Unless he had been doing someone else's dirty work?


But no, he couldn't be the summoner of the star-demons, or, like Manatzpa, he would have been able to banish the one that had killed him. Instead, he had bowed to the inevitable….


"He knew something, too," I said. "Whatever it was. And he was killed for it."


"That doesn't really help, does it?"


"It might," I said. So far, I'd assumed the killings of the council had been random, intended to throw us all into chaos. But if both Manatzpa and Echichilli had been killed to silence them, then something else was going on. It was no longer exclusively a matter of making sure the council wouldn't select a Revered Speaker. There was something else going on; something much larger. "There has to be a reason behind the sequence of the killings. Something we're missing."

Teomitl grimaced again. "And?"


"I don't know." I was feeling increasingly frustrated. "All the dead men have been taken by star-demons. They're out of Mictlantecuhtli's dominion. I can't even hope to summon them and make them talk."


The usual way to get the ghosts of people who did not belong to Lord Death was to go into the lands of the god to whom they belonged, either Tlaloc the Storm Lord, or Tonatiuh the Fifth Sun. However, with star-demons, that was the epitome of foolhardiness.

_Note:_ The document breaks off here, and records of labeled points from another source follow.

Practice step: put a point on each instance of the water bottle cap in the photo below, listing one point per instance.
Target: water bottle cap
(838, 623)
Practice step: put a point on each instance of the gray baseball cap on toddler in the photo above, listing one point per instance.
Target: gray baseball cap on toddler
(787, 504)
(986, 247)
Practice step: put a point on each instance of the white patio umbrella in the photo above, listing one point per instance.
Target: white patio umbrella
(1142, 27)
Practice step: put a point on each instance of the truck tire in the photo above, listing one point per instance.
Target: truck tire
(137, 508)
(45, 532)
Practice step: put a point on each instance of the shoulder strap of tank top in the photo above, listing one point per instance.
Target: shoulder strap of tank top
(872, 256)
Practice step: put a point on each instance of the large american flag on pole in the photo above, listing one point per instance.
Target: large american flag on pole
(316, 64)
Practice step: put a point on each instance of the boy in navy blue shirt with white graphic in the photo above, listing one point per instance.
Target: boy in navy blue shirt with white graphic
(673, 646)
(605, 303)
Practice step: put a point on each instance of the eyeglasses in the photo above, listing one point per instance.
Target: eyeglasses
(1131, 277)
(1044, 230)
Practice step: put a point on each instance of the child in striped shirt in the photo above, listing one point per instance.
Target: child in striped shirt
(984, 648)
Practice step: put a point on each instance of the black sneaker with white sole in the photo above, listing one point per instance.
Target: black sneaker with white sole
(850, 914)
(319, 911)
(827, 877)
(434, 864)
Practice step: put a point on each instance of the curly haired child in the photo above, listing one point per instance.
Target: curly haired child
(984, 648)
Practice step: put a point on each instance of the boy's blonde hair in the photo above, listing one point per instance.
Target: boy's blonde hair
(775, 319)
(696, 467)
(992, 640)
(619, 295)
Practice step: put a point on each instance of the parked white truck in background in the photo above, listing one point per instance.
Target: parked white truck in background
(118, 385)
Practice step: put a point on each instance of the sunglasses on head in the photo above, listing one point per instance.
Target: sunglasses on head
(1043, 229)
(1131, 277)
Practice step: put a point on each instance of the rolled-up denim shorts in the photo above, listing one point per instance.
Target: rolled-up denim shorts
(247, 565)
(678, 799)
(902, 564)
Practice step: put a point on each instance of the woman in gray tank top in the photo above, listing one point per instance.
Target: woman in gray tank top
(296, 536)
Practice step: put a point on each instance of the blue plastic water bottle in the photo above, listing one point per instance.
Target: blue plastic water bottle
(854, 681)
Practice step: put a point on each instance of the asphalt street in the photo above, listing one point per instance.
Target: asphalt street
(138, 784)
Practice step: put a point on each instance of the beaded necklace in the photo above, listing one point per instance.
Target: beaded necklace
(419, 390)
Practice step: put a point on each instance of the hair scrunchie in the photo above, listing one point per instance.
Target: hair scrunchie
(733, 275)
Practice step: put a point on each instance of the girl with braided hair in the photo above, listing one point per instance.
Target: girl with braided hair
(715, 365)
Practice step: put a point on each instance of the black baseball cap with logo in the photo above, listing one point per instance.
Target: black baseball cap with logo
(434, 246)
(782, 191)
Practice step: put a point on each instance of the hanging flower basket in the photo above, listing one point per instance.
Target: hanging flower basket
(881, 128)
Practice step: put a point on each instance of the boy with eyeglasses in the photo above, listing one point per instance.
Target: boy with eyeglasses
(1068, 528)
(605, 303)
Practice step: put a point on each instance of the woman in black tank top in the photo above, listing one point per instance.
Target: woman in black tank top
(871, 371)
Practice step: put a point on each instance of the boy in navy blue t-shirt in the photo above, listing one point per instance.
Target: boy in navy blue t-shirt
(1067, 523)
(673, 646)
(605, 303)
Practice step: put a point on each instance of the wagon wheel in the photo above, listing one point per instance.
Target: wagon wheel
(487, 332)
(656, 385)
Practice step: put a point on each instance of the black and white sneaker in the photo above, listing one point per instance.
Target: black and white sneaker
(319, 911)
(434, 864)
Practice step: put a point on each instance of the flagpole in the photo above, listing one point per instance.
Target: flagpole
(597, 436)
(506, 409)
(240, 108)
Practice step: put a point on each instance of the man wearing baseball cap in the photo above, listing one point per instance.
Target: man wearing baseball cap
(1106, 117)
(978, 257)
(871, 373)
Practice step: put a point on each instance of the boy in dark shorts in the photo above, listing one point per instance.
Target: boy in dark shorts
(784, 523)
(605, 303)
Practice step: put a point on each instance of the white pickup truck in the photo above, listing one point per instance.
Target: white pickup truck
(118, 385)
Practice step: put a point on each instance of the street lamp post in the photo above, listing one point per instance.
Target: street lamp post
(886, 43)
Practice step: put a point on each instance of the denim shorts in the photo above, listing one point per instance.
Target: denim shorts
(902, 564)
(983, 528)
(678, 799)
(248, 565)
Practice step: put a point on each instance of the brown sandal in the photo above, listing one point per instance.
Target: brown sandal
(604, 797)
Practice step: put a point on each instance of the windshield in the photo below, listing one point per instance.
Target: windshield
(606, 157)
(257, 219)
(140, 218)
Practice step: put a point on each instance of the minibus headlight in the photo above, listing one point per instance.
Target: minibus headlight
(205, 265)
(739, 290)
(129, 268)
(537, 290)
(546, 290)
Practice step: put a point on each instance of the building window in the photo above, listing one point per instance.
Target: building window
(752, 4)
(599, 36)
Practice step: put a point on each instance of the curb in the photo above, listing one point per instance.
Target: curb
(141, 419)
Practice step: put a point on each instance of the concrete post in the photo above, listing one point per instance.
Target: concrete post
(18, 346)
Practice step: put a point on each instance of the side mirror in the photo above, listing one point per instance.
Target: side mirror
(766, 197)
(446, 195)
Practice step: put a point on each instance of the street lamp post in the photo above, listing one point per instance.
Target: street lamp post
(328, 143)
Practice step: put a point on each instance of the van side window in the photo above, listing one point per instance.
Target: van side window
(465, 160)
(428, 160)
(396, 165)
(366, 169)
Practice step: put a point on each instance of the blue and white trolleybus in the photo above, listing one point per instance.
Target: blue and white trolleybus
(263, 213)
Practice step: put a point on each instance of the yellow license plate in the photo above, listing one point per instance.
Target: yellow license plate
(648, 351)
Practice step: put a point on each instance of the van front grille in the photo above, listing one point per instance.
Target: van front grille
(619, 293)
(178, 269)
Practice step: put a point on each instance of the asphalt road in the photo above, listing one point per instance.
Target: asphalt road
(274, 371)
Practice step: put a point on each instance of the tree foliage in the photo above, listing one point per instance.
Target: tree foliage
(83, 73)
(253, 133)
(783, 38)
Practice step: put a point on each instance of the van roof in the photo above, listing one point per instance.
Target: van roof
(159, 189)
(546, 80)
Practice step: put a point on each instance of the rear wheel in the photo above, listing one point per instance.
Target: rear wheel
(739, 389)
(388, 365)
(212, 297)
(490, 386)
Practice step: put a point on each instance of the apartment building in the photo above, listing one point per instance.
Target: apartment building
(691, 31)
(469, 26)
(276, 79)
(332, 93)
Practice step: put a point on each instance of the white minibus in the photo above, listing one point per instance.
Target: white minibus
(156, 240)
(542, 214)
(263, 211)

There was no way in the Fifth World I would elect to go into the empty spaces of the Heavens where they roamed, or into the prison the Southern Hummingbird had fashioned for His sister.

"Anything else?" I asked. It looked as though Itzpapalotl had done Her work well, we would not find any evidence left behind by Manatzpa.


"He said he wasn't the one summoning the star-demons, but that one seems obvious," Teomitl said, biting his lips to the blood. "No, not much else." He paused, his face unreadable. "He said other things, too."


He would not look at me; and given how Manatzpa had felt about Tizoc-tzin, I could guess what he had told Teomitl; something about being his own man, about stopping listening to his brother's voice.


To be honest, I doubted it would work. Teomitl might be thrown off for a while, bewildered by what appeared sincere admiration, but the fact remained that Manatzpa had been trying to take apart the Mexica Empire. Teomitl loved his country, and he would never forgive Manatzpa for that.

"I see. And Xahuia?"


Teomitl's face fell. "I didn't have time to broach that subject, Acatl-tzin…"


I raised a hand to cut him off. "No matter. You did great work. Come on. It's time to get some sleep."